1 What is the relation between sample size and how well the sample represents
the population?
2 What is sampling error? How is it similar to "standard
deviation?"
3 What is a sampling distribution? What is the sampling
distribution of the mean?
4 How do sampling distributions differ from distributions of scores?
5 What are three "predictable and useful characteristics" of the distribution
of sample means?
6 State the Central Limit Theorem (CLT), and
note two facts which underscore its value.
7 What is the critical # of scores in a sample size such that the distribution
of sample means will be
"almost perfectly normal?"
8 What are the two conditions, either of which will ensure that
the distribution of sample means will
be normal?
9 When n > 30, what is the relation between the shape of the sampling
distribution of the means and
the shape of the original population?
10 What is the average value of all the sample means? What is the
"formal statement" of this
phenomenon? What is the name for this value?
11 What is the standard error of the mean? Why is it useful?
12 Explain the similarities and differences among standard
deviation, standard error of estimate, and
standard error of the mean.
13 Identify and explain the two characteristics of the population which
determine the numerical value
of the standard error.
14 State and explain the formula for the standard error.
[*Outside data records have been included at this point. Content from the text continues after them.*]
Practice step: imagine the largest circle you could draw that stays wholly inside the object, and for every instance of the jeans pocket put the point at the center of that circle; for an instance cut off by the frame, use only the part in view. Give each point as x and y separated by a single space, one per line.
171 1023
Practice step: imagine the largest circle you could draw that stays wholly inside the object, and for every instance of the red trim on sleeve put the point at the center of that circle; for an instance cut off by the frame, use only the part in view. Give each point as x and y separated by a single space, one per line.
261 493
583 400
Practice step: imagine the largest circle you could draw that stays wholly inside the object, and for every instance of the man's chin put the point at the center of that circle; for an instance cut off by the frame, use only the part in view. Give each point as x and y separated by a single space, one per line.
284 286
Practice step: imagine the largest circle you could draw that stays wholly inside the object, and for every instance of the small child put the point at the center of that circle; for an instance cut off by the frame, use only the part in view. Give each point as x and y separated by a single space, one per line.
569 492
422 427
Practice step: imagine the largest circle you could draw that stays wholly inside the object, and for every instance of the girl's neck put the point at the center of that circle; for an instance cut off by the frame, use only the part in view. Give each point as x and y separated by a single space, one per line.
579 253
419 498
15 What is the primary use of the distribution of sample means?
16 State the formula for z-score corresponding
to any sample mean and explain how & why it differs
from the z-score for individual scores.
17 Explain how standard error indicates probability or
chance regarding the relation between
an unknown population mean &
the sample mean. [Note: this is not the z-score/unit
normal table
procedure. Rather, "Larger standard error . . ..
Smaller standard error. . .."]
18 Explain how standard error is useful in measuring reliability
and in measuring stability.